Spirituality - A Homecoming
The moment I say “spirituality”, people say, “Yes, I want to be peaceful.” You do not have to walk the spiritual path for peace. A glass of wine could do it or take a long walk and then lie down in the shade of a tree; you will sleep peacefully. Spirituality is not for someone who is seeking peacefulness. Spirituality is for someone who is seeking ultimate liberation, who is willing to shed everything that is false and arrive at the true nature of one’s existence.

Why it is stressed that the human life is of significance is simply because it is the only life here right now which can use its discretion to go beyond its compulsions. No other life on this planet has this intellectual discretion. This is not a small gift. This is not a small possibility. Just having this discretion, even if you have not exercised it to its fullest extent yet, it is a tremendous possibility.

When people asked Gautama the Buddha, “Why are you spending time with these thousands of people who are no good for anything? You are a spiritual teacher, you should spend time with a focused group.” Gautama said all of them are Bodhisattvas, that is why. Bodhisattva means a potential Buddha. Right now one may be living a limited life, but one has the potential. As long as the seed is intact, it is just a question of finding fertile soil, that’s all. And the seed cannot be destroyed. A seed which looks like a dead pebble, which looks inanimate, can become a great flowering if you just give it the possibility.

So allowing this possibility to take root and to flower is the whole process. This is not a social process; this is not a psychological process. It distresses me to hear many so-called “spiritual” teachers going about talking as if spirituality is just a question of attitude. “Just change your attitude, be loving, everything will be ok.” If you are loving, the life process can become pleasant. Nothing spiritual will happen to you. Pleasantness is a good way to live, for sure an intelligent way to exist, but it does not deliver you anywhere.

What we refer to as the spiritual process is that which delivers you to a dimension that is beyond your current perception of life. It is not a picnic, nor is it a journey. It is a pilgrimage. What is the difference between a travel, a journey and a pilgrimage? People move from one place to another for a variety of reasons. There are explorers who are always looking for virgin land that they want to put their footprint on, they want to prove something. There are travelers who are curious to see everything, so they travel. There are tourists who just go to relax. There are other kinds of tourists who just go to escape from their work or family. But a pilgrim is not going for any of these purposes. A pilgrimage is a way of getting yourself out of the way; if you do not budge, it is a way of wearing yourself out. A process of destroying all that is limited and compulsive and arriving to a boundless state of consciousness.

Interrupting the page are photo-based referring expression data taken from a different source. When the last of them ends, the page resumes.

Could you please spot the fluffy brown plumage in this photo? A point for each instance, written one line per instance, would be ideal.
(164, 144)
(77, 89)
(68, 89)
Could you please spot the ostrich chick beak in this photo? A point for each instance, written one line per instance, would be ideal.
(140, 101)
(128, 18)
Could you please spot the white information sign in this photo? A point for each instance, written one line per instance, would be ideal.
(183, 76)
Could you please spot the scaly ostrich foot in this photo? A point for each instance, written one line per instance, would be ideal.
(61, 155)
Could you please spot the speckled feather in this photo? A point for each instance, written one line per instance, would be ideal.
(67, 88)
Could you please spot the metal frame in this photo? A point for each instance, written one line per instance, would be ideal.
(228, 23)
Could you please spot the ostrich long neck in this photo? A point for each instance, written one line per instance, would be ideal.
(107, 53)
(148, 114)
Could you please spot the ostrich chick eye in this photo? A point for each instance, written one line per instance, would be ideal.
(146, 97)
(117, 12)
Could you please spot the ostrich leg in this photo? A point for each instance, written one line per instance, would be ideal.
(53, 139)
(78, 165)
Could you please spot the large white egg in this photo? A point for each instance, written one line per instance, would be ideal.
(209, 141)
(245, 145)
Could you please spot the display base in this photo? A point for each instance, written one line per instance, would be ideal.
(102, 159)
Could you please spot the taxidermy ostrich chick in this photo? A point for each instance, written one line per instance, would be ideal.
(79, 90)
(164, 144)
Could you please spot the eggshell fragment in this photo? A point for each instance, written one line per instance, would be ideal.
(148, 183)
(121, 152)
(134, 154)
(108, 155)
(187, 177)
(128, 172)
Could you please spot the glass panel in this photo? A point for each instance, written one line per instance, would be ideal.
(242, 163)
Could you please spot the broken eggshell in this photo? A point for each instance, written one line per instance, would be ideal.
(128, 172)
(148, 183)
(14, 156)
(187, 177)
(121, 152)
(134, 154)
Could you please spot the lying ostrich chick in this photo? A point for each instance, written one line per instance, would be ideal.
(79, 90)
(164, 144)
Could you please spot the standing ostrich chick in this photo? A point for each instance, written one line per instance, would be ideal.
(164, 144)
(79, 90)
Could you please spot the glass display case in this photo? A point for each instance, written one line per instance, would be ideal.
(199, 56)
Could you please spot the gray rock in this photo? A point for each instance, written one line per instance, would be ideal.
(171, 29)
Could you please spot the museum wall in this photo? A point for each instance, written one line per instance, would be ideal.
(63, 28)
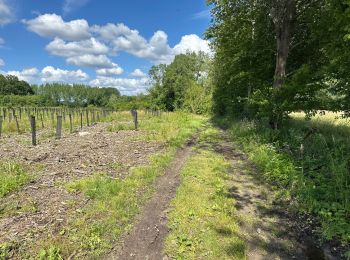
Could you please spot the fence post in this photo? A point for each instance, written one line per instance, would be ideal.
(87, 118)
(59, 127)
(134, 115)
(70, 123)
(33, 127)
(42, 120)
(1, 119)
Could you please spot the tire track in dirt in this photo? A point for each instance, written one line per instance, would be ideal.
(146, 239)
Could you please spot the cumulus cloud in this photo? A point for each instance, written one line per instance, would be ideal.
(111, 71)
(61, 48)
(93, 61)
(138, 73)
(6, 14)
(202, 15)
(122, 38)
(127, 86)
(52, 25)
(50, 74)
(85, 46)
(71, 5)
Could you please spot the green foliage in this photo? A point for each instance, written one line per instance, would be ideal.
(52, 253)
(11, 85)
(202, 222)
(12, 176)
(126, 103)
(184, 84)
(57, 94)
(244, 39)
(308, 162)
(21, 101)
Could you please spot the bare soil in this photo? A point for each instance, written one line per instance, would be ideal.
(146, 239)
(43, 206)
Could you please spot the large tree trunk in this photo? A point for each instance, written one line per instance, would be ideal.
(283, 14)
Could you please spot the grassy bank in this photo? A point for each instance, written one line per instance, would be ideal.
(308, 162)
(202, 221)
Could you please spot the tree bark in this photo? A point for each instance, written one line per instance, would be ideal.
(283, 16)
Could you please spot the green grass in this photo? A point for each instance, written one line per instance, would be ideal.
(113, 203)
(173, 128)
(308, 163)
(12, 175)
(202, 221)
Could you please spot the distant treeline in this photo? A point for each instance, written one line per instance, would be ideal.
(18, 93)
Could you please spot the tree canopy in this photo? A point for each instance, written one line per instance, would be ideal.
(275, 56)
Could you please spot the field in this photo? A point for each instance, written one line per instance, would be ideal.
(77, 195)
(177, 187)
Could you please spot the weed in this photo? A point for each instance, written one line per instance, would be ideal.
(12, 175)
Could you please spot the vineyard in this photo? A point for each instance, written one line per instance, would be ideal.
(68, 193)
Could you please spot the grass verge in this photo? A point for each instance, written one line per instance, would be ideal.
(202, 221)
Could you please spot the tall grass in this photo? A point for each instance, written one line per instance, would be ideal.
(202, 221)
(308, 161)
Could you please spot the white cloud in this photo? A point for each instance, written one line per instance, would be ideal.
(111, 71)
(52, 25)
(202, 15)
(157, 49)
(61, 48)
(28, 75)
(71, 5)
(50, 74)
(93, 61)
(122, 38)
(138, 73)
(6, 14)
(93, 47)
(127, 86)
(192, 43)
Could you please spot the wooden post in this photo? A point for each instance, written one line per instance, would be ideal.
(59, 127)
(17, 124)
(81, 120)
(42, 120)
(134, 115)
(70, 123)
(1, 119)
(33, 127)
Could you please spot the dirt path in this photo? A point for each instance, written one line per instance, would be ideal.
(146, 239)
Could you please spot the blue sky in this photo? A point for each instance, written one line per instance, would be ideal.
(98, 42)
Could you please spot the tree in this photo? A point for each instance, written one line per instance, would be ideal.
(172, 84)
(277, 56)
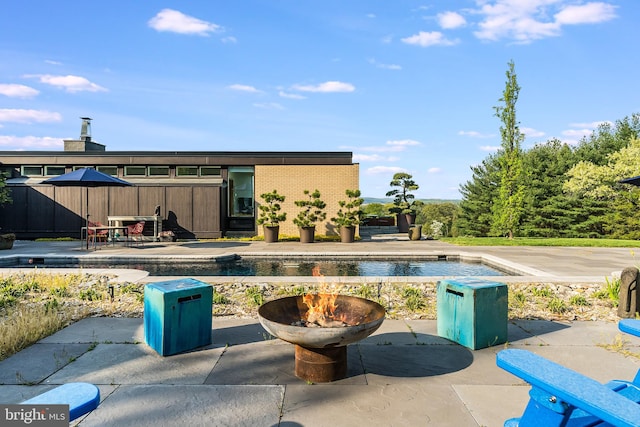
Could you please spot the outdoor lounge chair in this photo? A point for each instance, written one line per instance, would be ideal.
(562, 397)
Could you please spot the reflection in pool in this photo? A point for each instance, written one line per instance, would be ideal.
(271, 267)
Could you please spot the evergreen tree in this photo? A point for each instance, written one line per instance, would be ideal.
(474, 215)
(545, 204)
(508, 207)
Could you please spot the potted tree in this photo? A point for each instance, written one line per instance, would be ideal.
(270, 216)
(403, 200)
(349, 215)
(311, 213)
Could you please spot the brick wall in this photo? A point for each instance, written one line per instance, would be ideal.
(290, 180)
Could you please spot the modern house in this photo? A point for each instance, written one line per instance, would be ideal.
(200, 194)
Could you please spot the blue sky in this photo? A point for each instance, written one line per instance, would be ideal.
(405, 85)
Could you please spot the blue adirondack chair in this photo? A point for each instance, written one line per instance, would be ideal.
(562, 397)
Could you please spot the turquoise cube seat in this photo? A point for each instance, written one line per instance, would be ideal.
(472, 312)
(177, 315)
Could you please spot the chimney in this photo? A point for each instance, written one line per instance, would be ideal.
(84, 143)
(85, 129)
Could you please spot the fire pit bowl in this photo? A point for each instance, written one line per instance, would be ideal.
(363, 317)
(321, 352)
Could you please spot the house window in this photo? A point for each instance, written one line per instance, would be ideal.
(209, 170)
(158, 170)
(186, 171)
(240, 191)
(54, 170)
(135, 171)
(32, 170)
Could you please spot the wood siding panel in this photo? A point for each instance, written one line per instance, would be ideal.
(179, 209)
(206, 209)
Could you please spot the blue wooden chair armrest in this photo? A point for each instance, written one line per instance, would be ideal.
(81, 398)
(630, 326)
(557, 391)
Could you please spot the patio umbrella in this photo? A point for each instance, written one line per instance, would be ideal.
(86, 177)
(633, 181)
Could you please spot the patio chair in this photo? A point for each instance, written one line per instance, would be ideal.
(134, 233)
(97, 235)
(560, 396)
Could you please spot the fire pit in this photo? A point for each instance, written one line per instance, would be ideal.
(321, 327)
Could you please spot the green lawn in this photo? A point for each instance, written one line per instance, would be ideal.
(531, 241)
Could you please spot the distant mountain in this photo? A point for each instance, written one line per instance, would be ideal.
(384, 200)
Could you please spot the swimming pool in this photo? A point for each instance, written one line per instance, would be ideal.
(281, 267)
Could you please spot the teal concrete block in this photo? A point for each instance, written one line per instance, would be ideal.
(472, 312)
(177, 315)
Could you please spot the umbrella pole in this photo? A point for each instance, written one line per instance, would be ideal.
(87, 222)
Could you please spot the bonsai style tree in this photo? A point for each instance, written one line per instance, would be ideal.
(312, 210)
(350, 212)
(270, 215)
(403, 199)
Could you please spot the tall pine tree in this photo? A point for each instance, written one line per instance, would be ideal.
(508, 207)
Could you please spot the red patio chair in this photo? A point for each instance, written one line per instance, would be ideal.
(134, 232)
(97, 235)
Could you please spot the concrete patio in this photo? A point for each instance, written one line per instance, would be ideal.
(402, 375)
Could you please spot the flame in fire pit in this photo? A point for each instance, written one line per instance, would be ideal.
(322, 307)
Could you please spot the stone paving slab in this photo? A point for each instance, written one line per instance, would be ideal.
(193, 406)
(100, 330)
(402, 375)
(36, 363)
(492, 405)
(374, 405)
(138, 364)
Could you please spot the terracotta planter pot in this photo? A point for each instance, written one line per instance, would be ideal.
(6, 241)
(271, 233)
(415, 232)
(307, 234)
(347, 234)
(404, 221)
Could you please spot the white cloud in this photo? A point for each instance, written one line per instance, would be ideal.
(591, 125)
(28, 116)
(403, 143)
(581, 130)
(177, 22)
(426, 39)
(287, 95)
(590, 13)
(390, 146)
(29, 142)
(525, 21)
(69, 83)
(451, 20)
(17, 91)
(326, 87)
(532, 133)
(244, 88)
(475, 134)
(373, 158)
(490, 148)
(577, 133)
(375, 170)
(385, 66)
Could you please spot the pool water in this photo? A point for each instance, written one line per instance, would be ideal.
(252, 267)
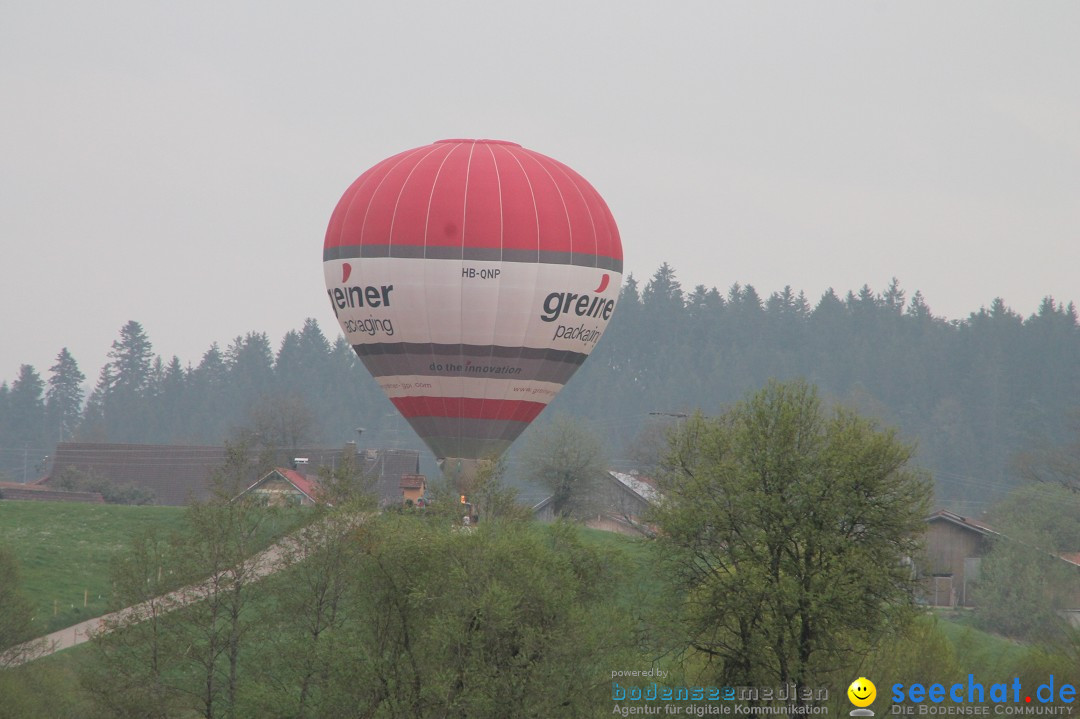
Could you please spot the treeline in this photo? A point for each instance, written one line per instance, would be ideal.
(309, 391)
(971, 392)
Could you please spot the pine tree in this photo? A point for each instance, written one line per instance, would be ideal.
(64, 397)
(26, 409)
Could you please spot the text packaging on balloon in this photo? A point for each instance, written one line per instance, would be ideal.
(555, 306)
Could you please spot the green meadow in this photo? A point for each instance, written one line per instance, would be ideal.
(65, 548)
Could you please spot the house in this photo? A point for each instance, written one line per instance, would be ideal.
(413, 488)
(389, 466)
(177, 474)
(283, 487)
(955, 547)
(619, 503)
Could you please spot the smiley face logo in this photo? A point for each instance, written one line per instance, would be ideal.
(862, 692)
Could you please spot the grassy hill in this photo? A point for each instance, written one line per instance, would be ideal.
(64, 550)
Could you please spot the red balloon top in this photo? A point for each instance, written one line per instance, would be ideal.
(478, 200)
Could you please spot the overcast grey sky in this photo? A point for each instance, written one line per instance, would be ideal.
(177, 163)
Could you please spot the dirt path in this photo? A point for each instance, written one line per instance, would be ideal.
(261, 565)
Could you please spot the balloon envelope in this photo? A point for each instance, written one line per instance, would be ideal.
(472, 277)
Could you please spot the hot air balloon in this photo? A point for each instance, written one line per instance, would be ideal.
(472, 277)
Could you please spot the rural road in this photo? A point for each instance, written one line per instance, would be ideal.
(259, 566)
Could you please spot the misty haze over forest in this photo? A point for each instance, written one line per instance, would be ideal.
(972, 393)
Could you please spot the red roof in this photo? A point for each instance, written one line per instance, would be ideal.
(413, 480)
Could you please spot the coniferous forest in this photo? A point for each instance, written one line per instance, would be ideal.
(972, 393)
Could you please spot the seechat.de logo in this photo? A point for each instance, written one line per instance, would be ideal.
(862, 692)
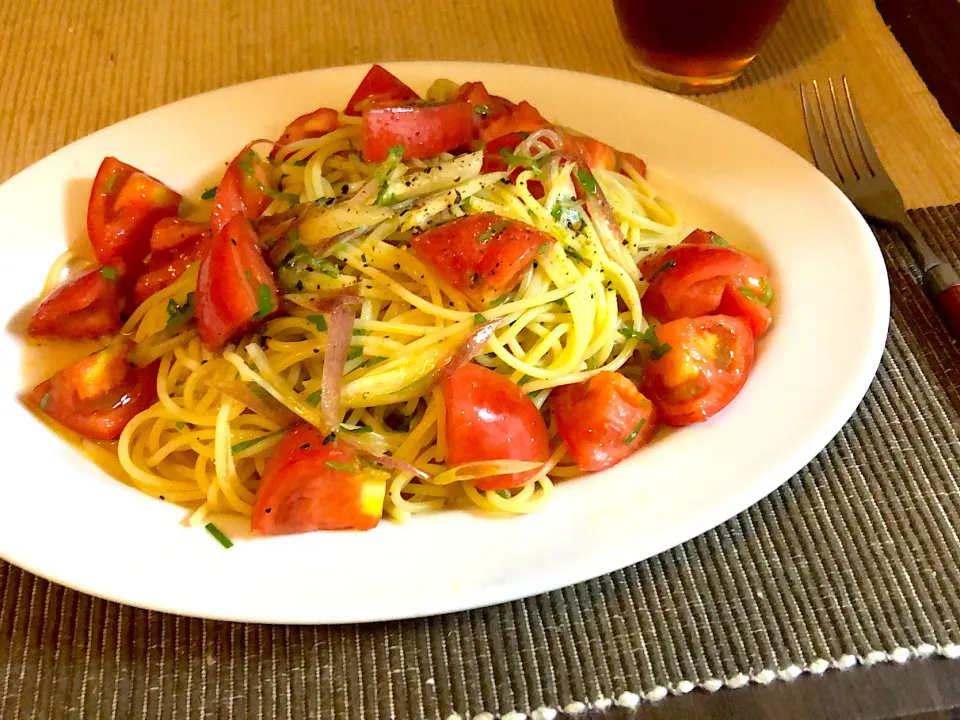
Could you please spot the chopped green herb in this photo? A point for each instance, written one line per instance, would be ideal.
(657, 348)
(219, 536)
(264, 302)
(359, 430)
(491, 231)
(666, 266)
(179, 314)
(588, 181)
(246, 444)
(636, 431)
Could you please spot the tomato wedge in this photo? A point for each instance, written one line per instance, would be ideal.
(315, 124)
(689, 280)
(244, 189)
(378, 87)
(310, 484)
(235, 288)
(165, 266)
(124, 205)
(171, 232)
(490, 418)
(422, 131)
(523, 118)
(480, 255)
(88, 306)
(603, 420)
(699, 367)
(99, 395)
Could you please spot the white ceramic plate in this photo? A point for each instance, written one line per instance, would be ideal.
(67, 521)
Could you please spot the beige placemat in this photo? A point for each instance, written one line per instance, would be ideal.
(69, 68)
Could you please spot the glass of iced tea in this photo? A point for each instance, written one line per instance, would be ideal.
(695, 45)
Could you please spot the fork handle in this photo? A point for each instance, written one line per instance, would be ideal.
(943, 285)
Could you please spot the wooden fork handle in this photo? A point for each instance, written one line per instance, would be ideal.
(944, 287)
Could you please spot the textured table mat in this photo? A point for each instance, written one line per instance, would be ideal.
(852, 561)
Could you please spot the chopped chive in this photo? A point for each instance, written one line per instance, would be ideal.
(264, 302)
(247, 444)
(219, 536)
(666, 266)
(636, 431)
(319, 322)
(359, 430)
(588, 181)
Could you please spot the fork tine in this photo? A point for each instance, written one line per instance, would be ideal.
(822, 157)
(863, 140)
(847, 137)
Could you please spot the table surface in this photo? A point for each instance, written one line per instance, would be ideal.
(105, 53)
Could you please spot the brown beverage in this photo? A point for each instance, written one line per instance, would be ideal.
(690, 45)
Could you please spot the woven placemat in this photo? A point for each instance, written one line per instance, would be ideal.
(853, 561)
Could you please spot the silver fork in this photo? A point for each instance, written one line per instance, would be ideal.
(843, 152)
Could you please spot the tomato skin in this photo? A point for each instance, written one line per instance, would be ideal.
(423, 131)
(688, 280)
(481, 255)
(124, 205)
(705, 368)
(523, 118)
(490, 418)
(300, 492)
(100, 394)
(88, 306)
(597, 417)
(165, 266)
(379, 86)
(313, 124)
(226, 300)
(171, 232)
(242, 189)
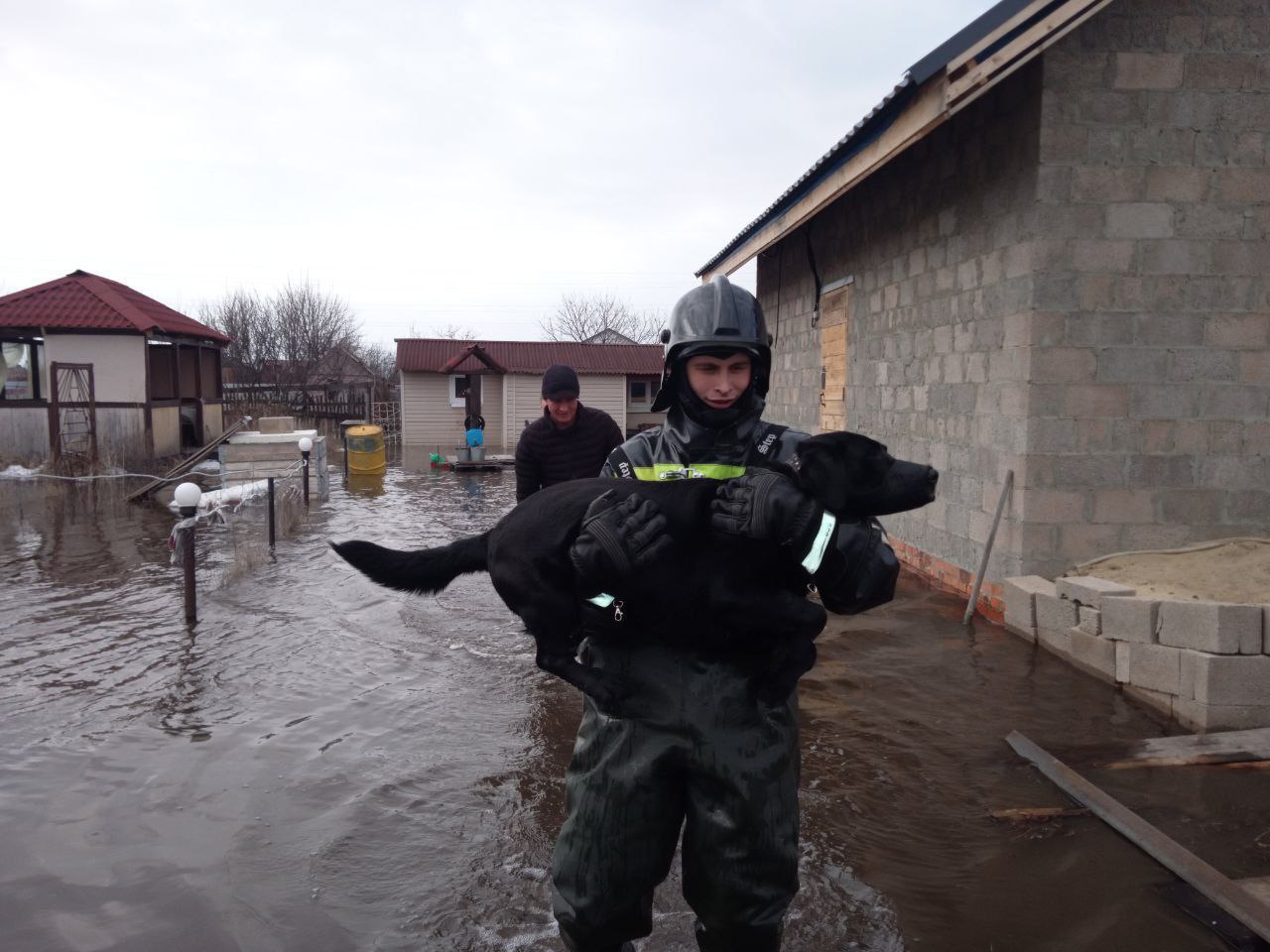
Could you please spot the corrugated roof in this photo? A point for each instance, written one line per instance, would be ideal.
(430, 354)
(82, 301)
(876, 119)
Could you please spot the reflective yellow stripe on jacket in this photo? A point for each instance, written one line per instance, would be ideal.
(693, 471)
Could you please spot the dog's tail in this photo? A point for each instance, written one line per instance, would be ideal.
(425, 570)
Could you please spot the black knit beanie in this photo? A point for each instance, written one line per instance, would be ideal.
(561, 381)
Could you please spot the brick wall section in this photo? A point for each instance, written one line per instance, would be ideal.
(938, 244)
(1150, 405)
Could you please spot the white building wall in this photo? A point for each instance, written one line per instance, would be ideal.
(118, 363)
(430, 421)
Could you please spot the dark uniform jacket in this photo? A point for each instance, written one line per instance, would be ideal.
(858, 569)
(548, 454)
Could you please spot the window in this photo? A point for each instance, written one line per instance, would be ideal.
(21, 371)
(458, 388)
(640, 394)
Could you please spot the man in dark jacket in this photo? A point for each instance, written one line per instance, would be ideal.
(698, 752)
(570, 442)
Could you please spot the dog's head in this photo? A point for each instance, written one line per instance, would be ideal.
(853, 476)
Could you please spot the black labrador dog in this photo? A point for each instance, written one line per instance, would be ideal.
(744, 594)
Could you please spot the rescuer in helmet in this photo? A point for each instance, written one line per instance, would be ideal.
(698, 751)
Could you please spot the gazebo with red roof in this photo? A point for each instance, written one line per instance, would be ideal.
(91, 366)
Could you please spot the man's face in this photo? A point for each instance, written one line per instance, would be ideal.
(564, 411)
(719, 381)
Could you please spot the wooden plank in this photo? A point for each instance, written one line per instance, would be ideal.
(1216, 888)
(1191, 749)
(1037, 814)
(187, 463)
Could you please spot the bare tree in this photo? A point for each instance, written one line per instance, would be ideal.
(379, 361)
(449, 331)
(581, 317)
(286, 336)
(313, 327)
(246, 318)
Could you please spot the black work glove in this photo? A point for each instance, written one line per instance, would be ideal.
(616, 540)
(767, 506)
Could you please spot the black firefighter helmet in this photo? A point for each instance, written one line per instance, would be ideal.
(717, 317)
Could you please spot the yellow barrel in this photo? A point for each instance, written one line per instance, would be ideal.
(365, 449)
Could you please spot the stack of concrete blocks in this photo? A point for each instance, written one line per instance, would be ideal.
(1206, 664)
(273, 449)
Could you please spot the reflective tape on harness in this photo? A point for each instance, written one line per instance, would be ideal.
(690, 471)
(822, 542)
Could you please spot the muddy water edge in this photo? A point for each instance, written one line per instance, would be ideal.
(321, 765)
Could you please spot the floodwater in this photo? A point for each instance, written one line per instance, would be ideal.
(322, 765)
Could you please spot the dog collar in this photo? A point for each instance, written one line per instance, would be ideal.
(821, 543)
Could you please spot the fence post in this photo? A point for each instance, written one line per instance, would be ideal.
(271, 513)
(305, 448)
(187, 497)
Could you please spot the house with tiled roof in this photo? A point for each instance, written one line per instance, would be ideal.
(93, 367)
(444, 381)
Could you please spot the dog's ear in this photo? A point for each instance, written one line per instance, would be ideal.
(820, 474)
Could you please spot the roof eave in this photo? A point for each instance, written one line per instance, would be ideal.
(938, 86)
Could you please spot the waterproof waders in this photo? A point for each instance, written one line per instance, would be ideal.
(695, 749)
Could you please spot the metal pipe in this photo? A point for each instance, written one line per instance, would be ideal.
(987, 548)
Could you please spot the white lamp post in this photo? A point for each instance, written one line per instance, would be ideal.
(305, 449)
(187, 497)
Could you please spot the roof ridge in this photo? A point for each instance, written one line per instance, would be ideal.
(112, 298)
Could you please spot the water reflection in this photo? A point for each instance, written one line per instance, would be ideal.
(362, 484)
(384, 771)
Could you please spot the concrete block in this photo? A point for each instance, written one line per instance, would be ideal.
(1093, 655)
(1020, 608)
(1148, 70)
(1139, 220)
(1153, 666)
(276, 424)
(1058, 643)
(1211, 626)
(1198, 715)
(1156, 699)
(1091, 621)
(1129, 620)
(1089, 590)
(1056, 615)
(1224, 679)
(1121, 661)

An 84-year-old man went to the doctor. The doctor said your heart is not doing too well. Then the old man asked, “Should I give up my sex life?” The doctor looked at him and asked, “Ok, which one do you want to give up, thinking about it or talking about it?” This is the kind of spirituality that is going on today, thinking about it and talking about it. But you cannot think about spirituality nor can you talk about it. It is the very root of what you call as life; one has to just sink deeper into it. We are trying to live life, but we are not allowing life to happen in its full glory. When you allow life to happen in its ultimate glory, that is spiritual process. Spirituality is not about moving away from life but about becoming life. It is not about going somewhere, it is a home-coming.